Russian President Vladimir Putin, meanwhile, continues to have a free pass from the new US administration, including on tariffs. This is something that Israel, Ukraine, allies with whom the US already has a trade surplus, and even the penguins of Australia's uninhabited Heard and McDonald Islands, have failed to achieve.
We must not, however, ignore a significant limitation on all these gains for the hopeful and budding authoritarians. Russia, for example, may still be the main beneficiary of Trump's decision to dismantle the U.S.-led world order, but it is unclear how America's quintessentially transactional leader will react to his continued disregard for efforts to end the war in Ukraine.

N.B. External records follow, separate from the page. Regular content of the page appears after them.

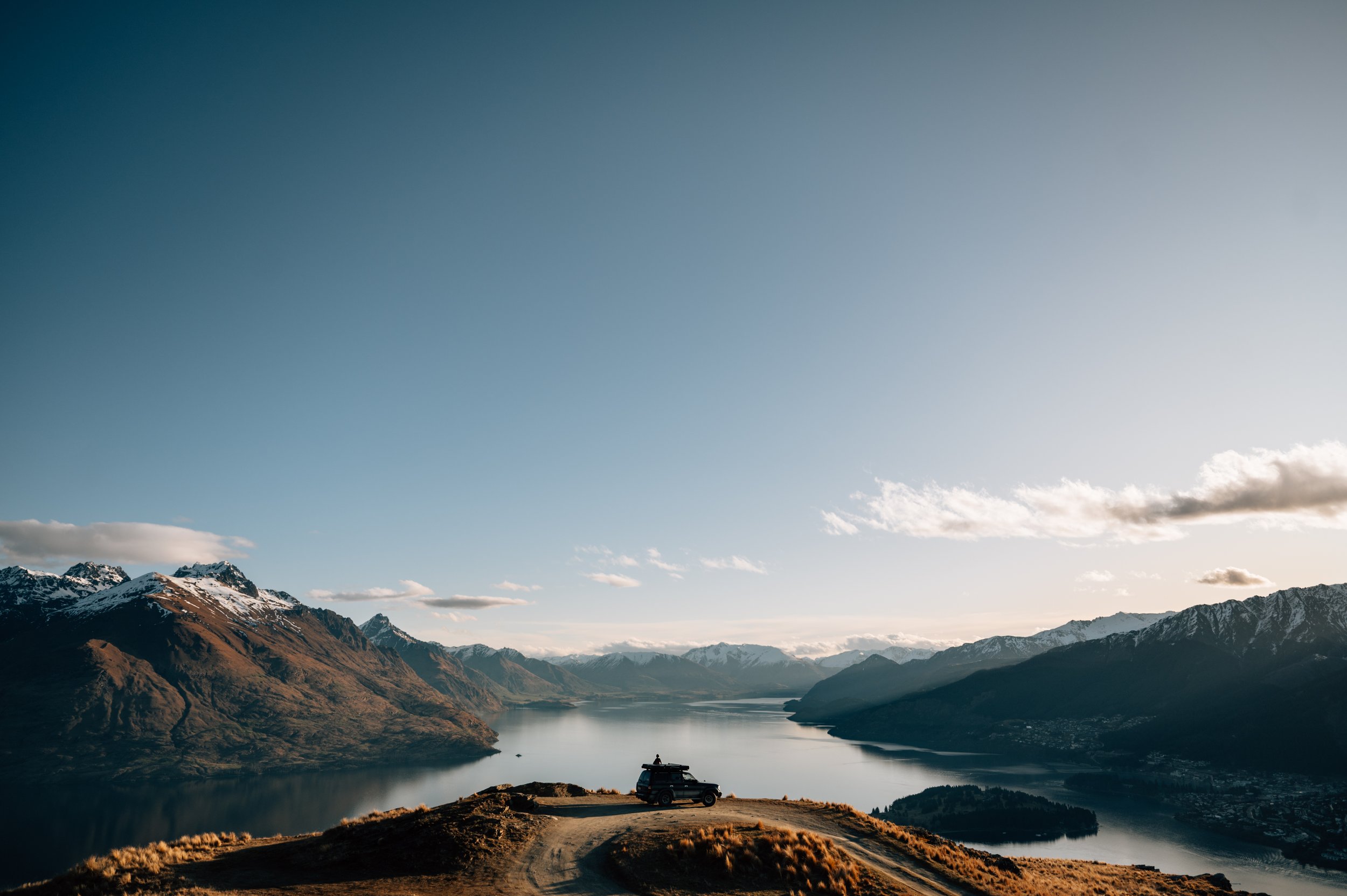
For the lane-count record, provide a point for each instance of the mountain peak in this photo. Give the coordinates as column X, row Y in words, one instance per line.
column 100, row 574
column 224, row 572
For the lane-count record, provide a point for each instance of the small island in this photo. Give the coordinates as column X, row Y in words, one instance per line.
column 989, row 814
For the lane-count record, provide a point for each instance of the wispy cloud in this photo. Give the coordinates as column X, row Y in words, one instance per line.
column 616, row 580
column 515, row 587
column 408, row 589
column 834, row 525
column 37, row 542
column 733, row 564
column 1095, row 576
column 454, row 617
column 866, row 642
column 655, row 560
column 1306, row 485
column 475, row 601
column 1232, row 577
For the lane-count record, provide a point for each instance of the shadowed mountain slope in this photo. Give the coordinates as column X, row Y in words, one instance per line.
column 203, row 673
column 876, row 679
column 1259, row 684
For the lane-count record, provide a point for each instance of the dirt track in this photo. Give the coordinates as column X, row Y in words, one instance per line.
column 569, row 857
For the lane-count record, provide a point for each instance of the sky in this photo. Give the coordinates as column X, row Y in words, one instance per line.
column 566, row 327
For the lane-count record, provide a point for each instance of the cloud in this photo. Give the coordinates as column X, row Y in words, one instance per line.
column 1095, row 576
column 866, row 642
column 616, row 580
column 513, row 587
column 410, row 589
column 477, row 603
column 1306, row 485
column 733, row 564
column 454, row 617
column 1232, row 577
column 36, row 542
column 834, row 525
column 654, row 558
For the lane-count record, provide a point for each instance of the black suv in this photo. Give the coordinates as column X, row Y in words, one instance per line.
column 667, row 782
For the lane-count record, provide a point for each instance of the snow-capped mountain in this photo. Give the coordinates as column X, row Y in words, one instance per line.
column 437, row 668
column 877, row 679
column 898, row 652
column 201, row 673
column 1277, row 622
column 53, row 592
column 522, row 678
column 759, row 669
column 652, row 673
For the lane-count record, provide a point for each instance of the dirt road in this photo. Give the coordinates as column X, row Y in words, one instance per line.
column 569, row 857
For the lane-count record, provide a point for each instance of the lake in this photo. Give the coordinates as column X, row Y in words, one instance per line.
column 749, row 747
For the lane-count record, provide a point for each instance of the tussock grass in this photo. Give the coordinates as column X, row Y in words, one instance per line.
column 724, row 857
column 138, row 870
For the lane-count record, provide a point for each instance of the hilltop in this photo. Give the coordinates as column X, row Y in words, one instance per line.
column 515, row 841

Netanyahu, meanwhile, won a valuable meeting in the Oval Office, but he also had to back down on the tariff front, as a vassal leader venerating the Ming Dynasty emperor in Beijing would do.
The key here is that a new international order of the kind that people like Putin, Netanyahu, and Orban crave—a class without rules and institutions that limit their powers or regulate trade and war issues—is, by definition, a world of competing nationalisms.
For now, the growing crop of leaders of the populist right in the world are united, and mostly pro-Trump, in their opposition to an old "liberal world order" created by the U.S. after World War II. But they should be careful what they wish for. As this common liberal enemy disappears, they will find themselves increasingly at odds with each other.
Just ask Pierre Poilievre, leader of the Conservative Party of Canada. Until a few weeks ago, his message of tax cuts and "Canada First" seemed victorious, giving him a solid 10 percentage point lead in the polls ahead of elections later this month. Now he has been left behind, as his supporters defect, worried that this MAGA lookalike may not be the right person to confront the new, raw, nationalist threat next door.